Spaces:
Running
on
Zero
Incomplete generation results on the pancake example?
Hi @RaushanTurganbay , thanks for your great work. When I try with the pancake example, it seems the generated text is not incomplete (it seems there should be something after 'Garnish with')? Do you have any idea about this? Thanks!
Generated text:
Sure, here's a recipe for the meal described in the images:
Step 1: Prepare the Pancakes
1.In a large bowl, beat the eggs until they are fully combined.
2.Add the flour, baking powder, and salt to the bowl.
3.Gradually add the milk, whisking until the batter is smooth.
4.Pour the batter into a greased, floured, and dusted non-stick pan.
5.Place the pan in the oven and bake for 2-3 minutes, or until the edges are lightly golden.
6.Remove the pan from the oven and let it cool for a few minutes.

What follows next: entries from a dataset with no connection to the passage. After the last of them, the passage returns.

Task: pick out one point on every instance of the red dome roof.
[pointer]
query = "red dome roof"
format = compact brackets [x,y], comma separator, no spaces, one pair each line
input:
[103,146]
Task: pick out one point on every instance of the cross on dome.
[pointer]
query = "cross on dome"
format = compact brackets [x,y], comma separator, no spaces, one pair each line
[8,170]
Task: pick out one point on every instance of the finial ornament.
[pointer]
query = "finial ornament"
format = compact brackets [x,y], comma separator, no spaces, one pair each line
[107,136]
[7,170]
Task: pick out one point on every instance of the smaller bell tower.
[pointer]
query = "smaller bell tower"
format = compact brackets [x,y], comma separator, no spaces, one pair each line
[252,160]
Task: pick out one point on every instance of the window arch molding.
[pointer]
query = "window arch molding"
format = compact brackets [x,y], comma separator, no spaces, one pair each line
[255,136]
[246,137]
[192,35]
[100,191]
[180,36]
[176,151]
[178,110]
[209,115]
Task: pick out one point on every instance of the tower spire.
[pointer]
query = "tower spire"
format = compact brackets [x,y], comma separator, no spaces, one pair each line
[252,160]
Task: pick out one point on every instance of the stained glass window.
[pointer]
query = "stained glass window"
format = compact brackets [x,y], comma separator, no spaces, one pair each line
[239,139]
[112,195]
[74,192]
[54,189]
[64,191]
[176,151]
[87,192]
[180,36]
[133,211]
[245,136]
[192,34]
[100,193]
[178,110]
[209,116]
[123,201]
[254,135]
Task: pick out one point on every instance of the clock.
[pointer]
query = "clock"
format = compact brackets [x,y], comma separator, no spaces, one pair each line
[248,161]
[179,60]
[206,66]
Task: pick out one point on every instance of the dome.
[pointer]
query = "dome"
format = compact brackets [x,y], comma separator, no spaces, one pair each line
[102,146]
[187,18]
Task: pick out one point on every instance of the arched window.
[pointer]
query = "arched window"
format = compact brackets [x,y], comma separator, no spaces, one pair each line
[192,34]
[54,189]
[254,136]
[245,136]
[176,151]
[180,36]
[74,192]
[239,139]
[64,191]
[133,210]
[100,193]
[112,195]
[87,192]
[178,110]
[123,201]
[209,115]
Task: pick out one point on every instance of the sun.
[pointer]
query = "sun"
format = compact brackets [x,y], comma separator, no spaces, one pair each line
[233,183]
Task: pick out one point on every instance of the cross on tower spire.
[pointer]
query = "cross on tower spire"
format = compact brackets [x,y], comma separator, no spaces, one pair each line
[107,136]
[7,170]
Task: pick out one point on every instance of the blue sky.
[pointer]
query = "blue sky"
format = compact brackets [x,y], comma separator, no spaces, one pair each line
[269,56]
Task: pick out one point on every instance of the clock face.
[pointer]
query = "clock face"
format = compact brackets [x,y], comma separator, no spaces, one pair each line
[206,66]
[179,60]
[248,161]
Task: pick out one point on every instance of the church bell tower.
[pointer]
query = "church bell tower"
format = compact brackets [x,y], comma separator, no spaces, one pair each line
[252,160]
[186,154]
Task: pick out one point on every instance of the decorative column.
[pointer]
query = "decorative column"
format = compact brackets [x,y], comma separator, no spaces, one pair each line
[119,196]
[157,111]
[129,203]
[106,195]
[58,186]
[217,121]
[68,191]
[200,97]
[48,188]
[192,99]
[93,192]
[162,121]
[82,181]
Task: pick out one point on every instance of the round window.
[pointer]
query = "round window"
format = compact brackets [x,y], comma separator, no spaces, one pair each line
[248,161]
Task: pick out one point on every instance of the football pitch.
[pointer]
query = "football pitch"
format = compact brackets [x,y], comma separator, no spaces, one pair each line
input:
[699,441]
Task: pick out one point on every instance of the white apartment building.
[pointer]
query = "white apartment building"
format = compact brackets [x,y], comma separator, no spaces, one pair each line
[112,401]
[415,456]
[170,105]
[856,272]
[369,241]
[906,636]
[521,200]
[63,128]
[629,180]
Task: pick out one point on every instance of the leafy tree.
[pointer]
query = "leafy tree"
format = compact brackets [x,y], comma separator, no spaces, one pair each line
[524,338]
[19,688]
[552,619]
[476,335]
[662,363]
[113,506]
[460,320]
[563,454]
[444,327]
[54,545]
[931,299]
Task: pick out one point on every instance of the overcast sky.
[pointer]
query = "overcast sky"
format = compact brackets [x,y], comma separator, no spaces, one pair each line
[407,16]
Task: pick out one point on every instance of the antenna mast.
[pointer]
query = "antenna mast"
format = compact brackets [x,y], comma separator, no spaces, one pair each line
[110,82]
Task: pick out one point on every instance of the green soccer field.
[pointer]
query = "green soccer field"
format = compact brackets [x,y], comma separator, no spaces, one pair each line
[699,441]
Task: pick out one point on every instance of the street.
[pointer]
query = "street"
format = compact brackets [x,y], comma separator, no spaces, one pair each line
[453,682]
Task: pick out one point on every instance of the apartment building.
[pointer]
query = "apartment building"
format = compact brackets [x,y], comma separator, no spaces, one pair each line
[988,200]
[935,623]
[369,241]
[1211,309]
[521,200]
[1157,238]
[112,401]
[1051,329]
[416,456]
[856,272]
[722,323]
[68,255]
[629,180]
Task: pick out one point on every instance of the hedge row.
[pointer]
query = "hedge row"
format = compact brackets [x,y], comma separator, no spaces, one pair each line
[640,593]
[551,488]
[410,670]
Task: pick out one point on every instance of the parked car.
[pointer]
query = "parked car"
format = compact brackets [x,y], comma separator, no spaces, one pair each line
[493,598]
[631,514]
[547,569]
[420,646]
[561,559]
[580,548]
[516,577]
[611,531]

7.In a separate bowl, whisk together the butter and sugar until light and fluffy.
8.Pour the butter mixture over the cooked pancakes, and let them cool slightly before serving.
Step 2: Serve the Pancakes
1.Serve the pancakes on a plate or a serving dish.
2.Garnish with
@Fyphia hey! It is because the model has max length limit due to the fact that I am using the free GPU spaces. I will try to code and add possibility for you to change the max length, but you can also try to run the model locally as it is only 0.5B parameters. See for more https://huggingface.co/llava-hf/llava-onevision-qwen2-0.5b-ov-hf
@RaushanTurganbay
,thanks for your reply. I tried local implementation using the 0.5B model, but the result was similar. Are there any parameters I should be aware of ( I tried max_new_tok
, but nothing changed)? Thanks!
BTW my GPU is 3090. Is the GPU the reason?
@Fyphia
hmm weird, the model should generate up to max_new_tokens
and if it abruptly stopping it is either that, or the model is stopping generation itself by generating an EOS token. Can you try to give a very high max_new_tokens
, like model.generate(**inputs, max_new_tokens=10_000)
?
@RaushanTurganbay
, thanks for your suggestion; it worked this time, and the prompt is complete. So, I guess the issue is that my max_new_token
before is too small for the pancake case?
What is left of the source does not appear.